Плавание в южном полушарии замедлялось противным зюйд-остовым пассатом; по меридиану уже идти было нельзя: диагональ отводила нас в сторону, всё к Америке. 6–7 узлов был самый большой ход. «Ну вот вам и лето! – говорил дед, красный, весь в поту, одетый в прюнелевые ботинки, но, по обыкновению, застегнутый на все пуговицы. – Вот и акулы, вот и Южный Крест, вон и “Магеллановы облака” и “Угольные мешки!”» Тут уж особенно заметно целыми стаями начали реять над поверхностью воды летучие рыбы.
Я забыл посмотреть на магнитную стрелку, когда мы проходили магнитный экватор, отстоящий на три градуса от настоящего. Находясь в равном расстоянии от обоих полюсов, стрелка ложится будто бы там параллельно экватору, а потом, по мере приближения к Южному полюсу, принимает свое обыкновенное положение и только на полюсе становится совершенно вертикально. Так ли это, Владимир Григорьевич? Вы любите вопрошать у самой природы о ее тайнах: вы смотрите на нее глазами и поэта, и ученого… в 11° солнце осталось уже над нашей головой и не пошло к югу. Один из рулевых матрос с недоумением донес об этом штурману.
14 февраля начались те штили, которых напрасно боялись у экватора. Опять пошли по узлу, по полтора, иногда совсем не шли. Сначала мы не тревожились, ожидая, что не сегодня, так завтра задует поживее; но проходили дни, ночи, паруса висели, фрегат только качался почти на одном месте, иногда довольно сильно, от крупной зыби, предвещавшей, по-видимому, ветер. Но это только слабое и отдаленное дуновение где-то, в счастливом месте, пронесшегося ветра. Появлявшиеся на горизонте тучки, казалось, несли дождь и перемену: дождь точно лил потоками, непрерывный, а ветра не было. Через час солнце блистало по-прежнему, освещая до самого горизонта густую и неподвижную площадь океана.

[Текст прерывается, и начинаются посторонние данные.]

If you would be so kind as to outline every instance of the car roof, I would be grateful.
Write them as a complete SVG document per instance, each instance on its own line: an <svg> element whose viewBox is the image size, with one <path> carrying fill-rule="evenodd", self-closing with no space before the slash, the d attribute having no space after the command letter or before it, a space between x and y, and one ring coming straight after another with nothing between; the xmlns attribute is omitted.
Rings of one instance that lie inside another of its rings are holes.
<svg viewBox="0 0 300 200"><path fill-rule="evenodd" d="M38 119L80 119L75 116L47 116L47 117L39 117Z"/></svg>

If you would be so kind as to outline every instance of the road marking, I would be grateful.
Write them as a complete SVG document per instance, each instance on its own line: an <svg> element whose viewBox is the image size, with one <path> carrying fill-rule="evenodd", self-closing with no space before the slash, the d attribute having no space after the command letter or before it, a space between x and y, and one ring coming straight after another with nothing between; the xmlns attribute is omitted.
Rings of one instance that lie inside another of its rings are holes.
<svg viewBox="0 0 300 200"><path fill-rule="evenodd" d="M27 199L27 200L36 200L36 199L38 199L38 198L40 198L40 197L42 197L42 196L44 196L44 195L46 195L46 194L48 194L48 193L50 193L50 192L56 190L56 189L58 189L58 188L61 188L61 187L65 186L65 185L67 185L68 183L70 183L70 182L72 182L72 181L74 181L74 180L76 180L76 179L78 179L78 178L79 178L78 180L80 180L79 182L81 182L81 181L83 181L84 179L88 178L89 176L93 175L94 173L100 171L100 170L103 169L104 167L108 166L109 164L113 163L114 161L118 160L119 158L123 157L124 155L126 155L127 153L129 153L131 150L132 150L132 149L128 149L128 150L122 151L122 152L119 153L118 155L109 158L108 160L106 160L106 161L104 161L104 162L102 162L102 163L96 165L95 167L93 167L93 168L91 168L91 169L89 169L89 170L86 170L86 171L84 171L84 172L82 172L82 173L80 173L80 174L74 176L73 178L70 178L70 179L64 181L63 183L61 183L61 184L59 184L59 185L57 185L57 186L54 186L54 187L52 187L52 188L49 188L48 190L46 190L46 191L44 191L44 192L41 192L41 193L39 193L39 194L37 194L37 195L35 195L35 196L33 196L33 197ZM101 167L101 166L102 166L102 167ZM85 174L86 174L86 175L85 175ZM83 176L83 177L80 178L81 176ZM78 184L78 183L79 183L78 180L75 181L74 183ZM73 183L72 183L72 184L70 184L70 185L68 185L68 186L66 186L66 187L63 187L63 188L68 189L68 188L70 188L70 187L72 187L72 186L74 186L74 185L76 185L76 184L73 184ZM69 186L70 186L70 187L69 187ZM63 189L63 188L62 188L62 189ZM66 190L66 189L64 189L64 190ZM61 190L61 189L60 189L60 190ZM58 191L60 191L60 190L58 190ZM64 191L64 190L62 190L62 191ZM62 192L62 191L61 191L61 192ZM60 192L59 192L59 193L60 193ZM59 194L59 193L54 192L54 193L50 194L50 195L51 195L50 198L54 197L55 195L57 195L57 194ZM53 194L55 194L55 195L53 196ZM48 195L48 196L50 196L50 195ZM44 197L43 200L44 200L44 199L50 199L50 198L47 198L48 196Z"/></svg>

Покойно, правда, было плавать в этом безмятежном царстве тепла и безмолвия: оставленная на столе книга, чернильница, стакан не трогались; вы ложились без опасения умереть под тяжестью комода или полки книг; но сорок с лишком дней в море! Берег сделался господствующею нашею мыслью, и мы немало обрадовались, вышедши, 16 февраля утром, из Южного тропика. Рассчитывали на дующие около того времени вестовые ветры, но и это ожидание не оправдалось. В воздухе мертвая тишина, нарушаемая только хлопаньем грота. Ночью с 21 на 22 февраля я от жара ушел спать в кают-компанию и лег на диване под открытым люком. Меня разбудил неистовый топот, вроде трепака, свист и крики. На лицо упало несколько брызг. «Шквал! – говорят – Ну, теперь задует!» Ничего не бывало, шквал прошел, и фрегат опять задремал в штиле.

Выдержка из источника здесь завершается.